Started Oct 9, 2018 | Questions thread
grazuncle
grazuncle Veteran Member • Posts: 5,764
Re: "Less Megapixels = Better Color"...

stevo23 wrote:

Truman Prevatt wrote:

Batdude wrote:

...Do you agree with that?

I went to one of my local camera stores and there is a gentleman that has been working there for many years and he seems to know his stuff. He is in his late 60's early 70's I would say.

The guy was talking to a customer and I was kind of paying attention to the type of conversation they were having. The customer asked "Should I get a camera with a lot of megapixels and what's the difference?"

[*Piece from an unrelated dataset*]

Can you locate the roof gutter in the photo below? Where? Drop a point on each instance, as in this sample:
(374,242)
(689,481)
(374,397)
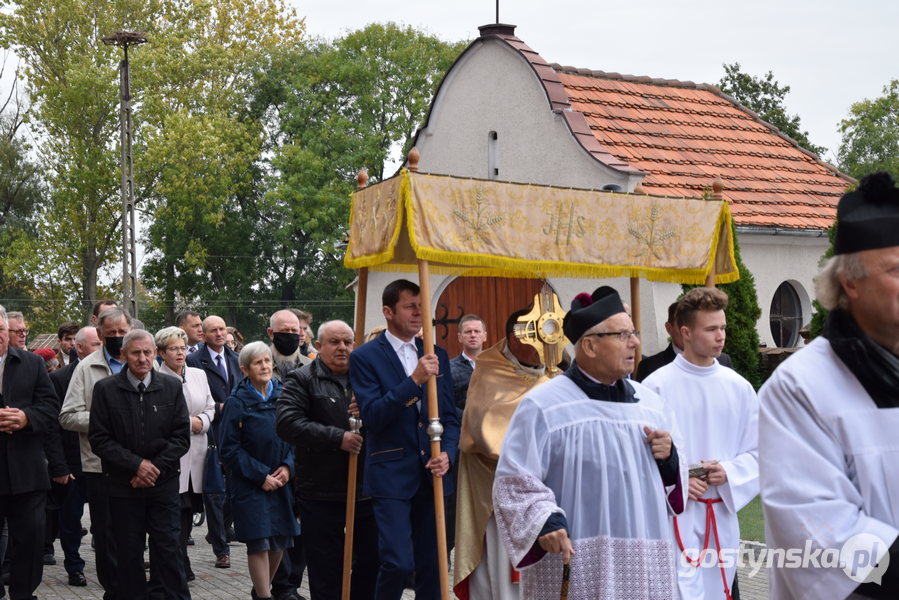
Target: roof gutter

To make it really short, then the sales person asked the customer "do you want a lot of resolution or better image quality? The higher the megapixels the more resolution you will get with lots of detail. The less resolution the better the Image quality will be with better richer color".

The key is size of the pixels. On the same area - take an APS-C sensor for example - the more MP the smaller the pixel. Bigger pixels collect more light. They produce more tonal gradation and hence richer colors.

But can we back that up with any data? IE, it sounds good, but do larger pixels actually have the ability to each express a wider range of values? I don't know if that's true today.

My take on it is that smaller and more dense pixels can reproduce more color gradation.

agree.. the sampling rate per area is higher with a denser set of receptors. (you need higher quality lenses to resolve it though)

A single pixel is only going to have it's one value, so if you have two of them - only two - you will have a very limited color range. But if you have to billion, you can express better gradation along the plane of the sensor.

Now if you put that higher number of MP on a FF sensor - the pixels will be bigger, e.g. 24 MP APS-C sensor has significantly smaller pixels than a 24 MP FF sensor. For example on an APSC 24 MP equates to a pixel with linear dimensions of approximately 3.9 micro meters while on a FF sensor the pixel size will be 6 micro meters. I put 24 MP on a 44x33 medium format camera such as the GFX the pixel size would be 7 1/3 micrometer. Bigger pixels, deeper wells, more light capturing ability, higher DR and greater tonal and color richness. So bigger pixels the greater the tonal gradation so richer tones and richer colors. Nothing has changed. People went to medium format film cameras over 35 mm cameras for better image quality and to 4x5 cameras over medium format as they wanted more image quality, richer tones and colors.

This old codger is right - nothing really new under the sun. The world nor photography didn't change with digital sensors.